Battesimo a Piateda per la neonata associazione Uildm (Unione italiana lotta alla distrofia muscolare) sezione di Sondrio onlus sabato sera che non solo si è presentata, ma ha anche raccolto una cifra decisamente sostanziosa grazie alla solidarietà dei presenti e alla generosità del Coro Cai di Sondrio che, invitato a cantare nella chiesa di S. Caterina al Boffetto, ha devoluto il proprio cachet al nuovo sodalizio. In tutto sono stati incassati 1.650 euro, che non sono davvero poco e che testimoniano quanto sia alta l’attenzione per questa problematica anche nella provincia di Sondrio: dieci i casi con cui l’associazione è entrata in contatto, ma il numero preciso potrebbe elevarsi in seguito al censimento che a breve sarà fatto.
«E’ questa un’importante serata, perché è la prima alla quale la sezione di Sondrio partecipa da quando è ufficialmente nata il 13 ottobre scorso – ha spiegato Stefano Della Nave Spini -. A livello nazionale sono invece 50 anni che la nostra associazione si batte e fa tutto il possibile per aiutare le persone che si trovano a dover affrontare questa grave patologia. Il nostro compito sarà di fare in modo che le persone colpite da distrofia muscolare possano inserirsi con successo nel mondo della scuola prima e del lavoro poi, che possano integrarsi attivamente nella società e riuscire ad avere un ruolo concreto. Vogliamo essere un aiuto concreto per i malati e le rispettive famiglie anche per quello che riguarda il rispetto dei diritti dei disabili, l’eliminazione delle barriere architettoniche e nell’affrontare i numerosi aspetti burocratici cui spesso ci si trova davanti in queste situazioni. E’ inoltre nei nostri obiettivi riuscire a creare un filo diretto tra le strutture ospedaliere della Valtellina ed i centri che si dedicano alla cura ed all’assistenza dei malati di distrofia a livello nazionale». E ha aggiunto: «Se necessario cercheremo di fornire anche le apparecchiature che al momento mancano e che non permettono ai nostri dottori di intervenire in modo adeguato davanti ad un malato di distrofia. Non ultimo vorremo riuscire anche a far vivere momenti di svago e divertimento ai nostri soci organizzando uscite all’aria aperta o momenti di incontro ed aiutando ad organizzare vacanze il più possibile accessibili».
Un appello ripetuto all’aiuto è venuto durante la serata dal sindaco di Piateda, Aldo Parora, presente il parroco don Fausto Passerini, mentre la biblioteca ha offerto un rinfresco.
Per poter aiutare l’associazione a muovere i primi passi ecco tutte le coordinate: tel./fax 0342671741, Conto Corrente Iban IT41B0569652070000002595X91, email
uildm.sondrio@gmail.com. La sede, che si trova a Talamona, è aperta martedì e giovedì 16-18, sabato 10-12.
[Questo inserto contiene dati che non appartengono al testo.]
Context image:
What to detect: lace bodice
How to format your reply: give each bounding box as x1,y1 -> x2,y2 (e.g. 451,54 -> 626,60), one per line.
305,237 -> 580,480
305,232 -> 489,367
Ha accettato non solo di candidarsi al costituendo consiglio dell’associazione provinciale della Uildm, ma non ha voluto far mancare la sua presenza alla serata alla chiesa del Boffetto a Piateda Mariella Folli, simbolo della lotta alla distrofia muscolare, condotta con determinazione, forza e buon umore. Una presenza virtuale grazie alle nuove tecnologie. Mariella – 47 anni, ammalata dall’età di 6 anni e da dieci anni legata ad un respiratore meccanico - durante il concerto del coro Cai di Sondrio ha partecipato ascoltando con skype la serata dal computer collegato via internet in chiesa, mentre lei – che molto soffre il freddo – si trovava a casa. «Ho accettato la candidatura alle elezioni del prossimo consiglio, perché spero di essere utile a chi, al contrario di me, non riesce a darsi pace a causa della sua infermità – questo il messaggio di Mariella letto in chiese - e per far sì che bambini distrofici, alcuni dei quali malati dalla nascita, possano avere le possibilità, che non ho avuto io: studiare e entrare nel mondo del lavoro, il tutto senza pesare particolarmente sulla famiglia. Grazie alle moderne tecnologie e avendo alle spalle un’associazione come la nostra, potrebbe essere possibile. Un esempio di nuova tecnologia è il programma di riconoscimento vocale che utilizzo e che mi rende in parte autonoma: messa davanti al computer posso leggere libri, scrivere, comunicare con la posta elettronica, telefonare, mandare sms, navigare su internet e visitare virtualmente Paesi che la mia malattia non mi consente di raggiungere. Se sarò eletta, grazie al computer in videoconferenza, potrò partecipare alle riunioni del consiglio a Talamona. Purtroppo i dispositivi, come quello a cui ho fatto cenno, sono molto costosi, una famiglia da sola, molto spesso, non può farcela. E anche per questo la presenza della Uildm è importante».